Other material processed at the Ft. McMurray site included a limited number of large mining tires, concrete from the bases of demolished structures and equipment, and a seemingly never-ending supply of conveyor belting.

“We cut more than 10 kilometers of belting,” says Dale. “That’s material that is more than 2 inches thick, has a 3/16-inch steel cable running through it and can be as wide as 90 inches. We used the mobile shears to cut it into 30-foot lengths, then threw it onto flatbed trailers and sent it to a new home where it can be used in everything from industrial areas to dairy barn flooring. Almost everything on the site will have a subsequent life in one way or another.”

On a project such as this, the dollars invested in keeping things moving are staggering. As a result, maintaining production in all facets of the on-site operation, including demolition of the decommissioned equipment, was vital. Dale says they were particularly well-suited to making sure that happened.

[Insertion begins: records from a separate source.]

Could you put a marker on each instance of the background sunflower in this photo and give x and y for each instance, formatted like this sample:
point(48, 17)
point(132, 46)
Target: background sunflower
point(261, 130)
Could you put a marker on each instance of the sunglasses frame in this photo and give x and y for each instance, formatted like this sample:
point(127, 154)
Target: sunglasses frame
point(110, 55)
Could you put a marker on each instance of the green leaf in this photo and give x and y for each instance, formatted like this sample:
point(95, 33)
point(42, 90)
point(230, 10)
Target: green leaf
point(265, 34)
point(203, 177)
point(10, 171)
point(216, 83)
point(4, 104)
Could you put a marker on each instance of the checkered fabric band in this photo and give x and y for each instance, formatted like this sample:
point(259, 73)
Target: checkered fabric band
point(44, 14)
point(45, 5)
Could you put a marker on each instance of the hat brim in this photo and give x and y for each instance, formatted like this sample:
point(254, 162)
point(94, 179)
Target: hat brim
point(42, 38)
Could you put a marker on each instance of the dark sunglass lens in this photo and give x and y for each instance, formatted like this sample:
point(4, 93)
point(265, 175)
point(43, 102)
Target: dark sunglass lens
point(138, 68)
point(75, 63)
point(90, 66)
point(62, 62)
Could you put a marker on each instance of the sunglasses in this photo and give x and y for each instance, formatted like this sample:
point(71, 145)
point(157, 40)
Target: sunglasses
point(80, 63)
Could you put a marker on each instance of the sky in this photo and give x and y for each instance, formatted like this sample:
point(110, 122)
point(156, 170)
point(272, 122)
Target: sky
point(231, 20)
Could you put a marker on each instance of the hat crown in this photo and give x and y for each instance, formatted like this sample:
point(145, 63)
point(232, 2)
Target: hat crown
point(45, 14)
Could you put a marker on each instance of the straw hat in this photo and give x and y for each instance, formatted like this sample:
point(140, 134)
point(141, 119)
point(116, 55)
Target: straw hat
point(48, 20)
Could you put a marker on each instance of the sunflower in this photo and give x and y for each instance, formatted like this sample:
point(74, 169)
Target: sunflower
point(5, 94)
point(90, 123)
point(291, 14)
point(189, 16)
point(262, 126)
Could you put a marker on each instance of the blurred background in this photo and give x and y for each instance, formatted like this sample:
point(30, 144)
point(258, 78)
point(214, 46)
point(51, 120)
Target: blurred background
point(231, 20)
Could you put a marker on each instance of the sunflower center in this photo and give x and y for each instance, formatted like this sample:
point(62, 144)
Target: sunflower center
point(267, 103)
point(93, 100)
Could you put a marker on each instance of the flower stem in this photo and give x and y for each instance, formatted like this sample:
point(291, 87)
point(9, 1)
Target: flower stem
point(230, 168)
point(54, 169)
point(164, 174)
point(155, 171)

“We learned early that if you value your contract, you simply cannot impact your customer’s ability to generate product; and that just makes sense. So we brought the tools needed to ensure the job was done right, safely and in as efficient a manner as possible. Having the range of processing capabilities was not only a nice strength —it also met our customer’s needs and timeline. Not many firms can boast having cut, processed and loaded out more than 25,000 tons of steel in 110 days in a remote setting, let alone in an environment such as that in northeastern Alberta.”


This article was submitted on behalf of Genesis Attachments, Superior, Wisconsin.